Q: Does the subdomain need its own SSL certificate? A: Yes, but every modern host provisions it automatically via Let’s Encrypt within minutes of DNS being valid. If SSL is stuck after an hour, check for a blocking CAA record on the zone, then see custom domain SSL delay.

Q: Can I CNAME the apex (example.com) the same way I CNAME a subdomain? A: No. RFC 1034 forbids CNAME at the zone apex because it would conflict with the SOA / NS records. Use A records, or your DNS provider’s “CNAME flattening” / “ALIAS” / “ANAME” feature if they offer one (Cloudflare and DNSimple do).

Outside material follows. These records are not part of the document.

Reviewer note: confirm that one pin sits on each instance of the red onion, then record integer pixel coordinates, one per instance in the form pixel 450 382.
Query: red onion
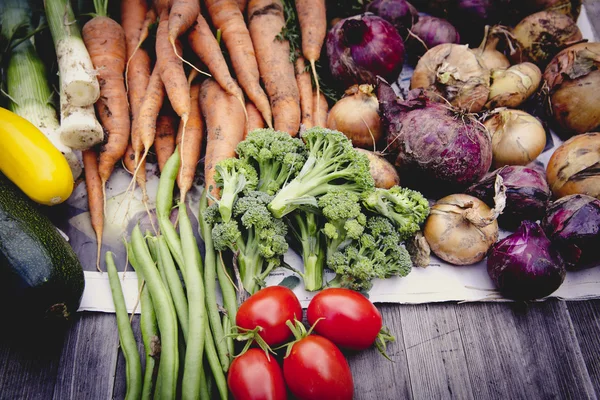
pixel 437 148
pixel 573 225
pixel 524 266
pixel 399 13
pixel 362 47
pixel 430 32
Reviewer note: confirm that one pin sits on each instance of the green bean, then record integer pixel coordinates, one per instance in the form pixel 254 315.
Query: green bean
pixel 164 203
pixel 196 300
pixel 165 314
pixel 149 330
pixel 166 264
pixel 133 366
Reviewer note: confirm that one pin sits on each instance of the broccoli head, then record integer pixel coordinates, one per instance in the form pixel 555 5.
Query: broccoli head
pixel 377 254
pixel 407 208
pixel 276 155
pixel 332 163
pixel 233 176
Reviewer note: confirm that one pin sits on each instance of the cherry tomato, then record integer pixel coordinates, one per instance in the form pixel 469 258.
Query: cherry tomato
pixel 316 369
pixel 254 377
pixel 350 320
pixel 270 308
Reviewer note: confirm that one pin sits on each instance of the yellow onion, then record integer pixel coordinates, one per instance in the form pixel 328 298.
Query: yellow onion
pixel 518 138
pixel 455 73
pixel 356 115
pixel 574 168
pixel 573 80
pixel 543 34
pixel 511 87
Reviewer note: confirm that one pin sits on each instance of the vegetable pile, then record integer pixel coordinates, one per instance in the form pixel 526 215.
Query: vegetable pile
pixel 292 117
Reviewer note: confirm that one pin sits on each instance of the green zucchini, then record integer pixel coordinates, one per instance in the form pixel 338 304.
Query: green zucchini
pixel 41 278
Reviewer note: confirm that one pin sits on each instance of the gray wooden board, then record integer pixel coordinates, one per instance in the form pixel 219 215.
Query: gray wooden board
pixel 586 322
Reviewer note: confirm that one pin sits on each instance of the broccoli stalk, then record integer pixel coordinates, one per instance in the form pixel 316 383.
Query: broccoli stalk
pixel 233 176
pixel 276 156
pixel 407 208
pixel 256 238
pixel 376 254
pixel 308 240
pixel 332 163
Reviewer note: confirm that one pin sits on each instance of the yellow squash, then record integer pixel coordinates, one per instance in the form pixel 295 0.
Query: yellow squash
pixel 30 160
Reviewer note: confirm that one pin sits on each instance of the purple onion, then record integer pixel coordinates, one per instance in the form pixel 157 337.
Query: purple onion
pixel 431 32
pixel 573 225
pixel 362 47
pixel 437 150
pixel 524 266
pixel 399 13
pixel 527 194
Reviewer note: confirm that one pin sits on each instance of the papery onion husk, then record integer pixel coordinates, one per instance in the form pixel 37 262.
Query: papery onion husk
pixel 400 13
pixel 362 47
pixel 437 148
pixel 427 33
pixel 460 229
pixel 524 266
pixel 456 74
pixel 518 138
pixel 573 79
pixel 527 194
pixel 574 167
pixel 542 35
pixel 572 224
pixel 356 115
pixel 512 86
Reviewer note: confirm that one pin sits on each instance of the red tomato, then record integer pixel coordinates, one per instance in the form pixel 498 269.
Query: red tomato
pixel 270 308
pixel 350 319
pixel 254 377
pixel 316 369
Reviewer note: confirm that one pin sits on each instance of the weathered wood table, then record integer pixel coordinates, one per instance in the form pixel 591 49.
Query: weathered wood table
pixel 465 351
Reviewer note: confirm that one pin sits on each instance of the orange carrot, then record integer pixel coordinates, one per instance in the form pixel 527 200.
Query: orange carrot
pixel 313 28
pixel 205 45
pixel 227 17
pixel 255 120
pixel 105 41
pixel 164 143
pixel 320 115
pixel 95 197
pixel 225 127
pixel 305 91
pixel 190 144
pixel 265 21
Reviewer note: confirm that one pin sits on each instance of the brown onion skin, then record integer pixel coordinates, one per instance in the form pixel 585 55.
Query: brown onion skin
pixel 436 150
pixel 574 94
pixel 574 168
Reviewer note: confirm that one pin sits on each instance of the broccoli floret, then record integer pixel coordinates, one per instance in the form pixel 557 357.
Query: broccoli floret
pixel 233 176
pixel 407 208
pixel 344 219
pixel 376 254
pixel 276 155
pixel 308 240
pixel 253 234
pixel 332 163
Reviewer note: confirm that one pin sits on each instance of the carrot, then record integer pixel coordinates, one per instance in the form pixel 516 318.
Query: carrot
pixel 266 20
pixel 255 120
pixel 95 197
pixel 190 144
pixel 164 143
pixel 227 17
pixel 225 127
pixel 205 45
pixel 313 28
pixel 305 91
pixel 320 115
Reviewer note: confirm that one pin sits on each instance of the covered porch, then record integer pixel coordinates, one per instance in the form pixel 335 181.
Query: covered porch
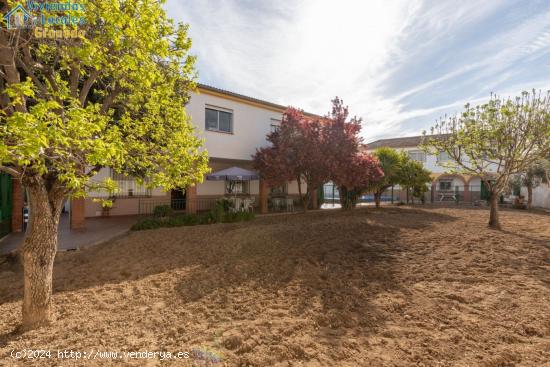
pixel 97 230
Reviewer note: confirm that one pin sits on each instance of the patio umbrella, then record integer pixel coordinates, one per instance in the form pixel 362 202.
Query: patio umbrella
pixel 233 174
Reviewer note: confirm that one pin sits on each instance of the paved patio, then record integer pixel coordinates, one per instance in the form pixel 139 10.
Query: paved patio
pixel 97 230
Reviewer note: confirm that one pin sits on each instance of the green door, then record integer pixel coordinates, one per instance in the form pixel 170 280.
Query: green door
pixel 5 204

Q: My subdomain works but redirects me to the apex domain. A: Either the host has a “force root domain” redirect setting, or your CMS / framework is sending Location: https://example.com server-side. Check with curl -I https://blog.example.com — a 301 to the apex means it’s a redirect, not a DNS issue.

Q: Vercel/GitHub says my DNS is wrong but dig looks right. A: The host validates against the exact target it expects. Vercel now issues per-project CNAME values, so a generic cname.vercel-dns.com. may not match what the dashboard wants — run vercel domains inspect example.com and copy that value. GitHub’s “DNS check unsuccessful” most often means the CNAME points at the wrong username.github.io or the repo’s uppercase CNAME file got overwritten by your build.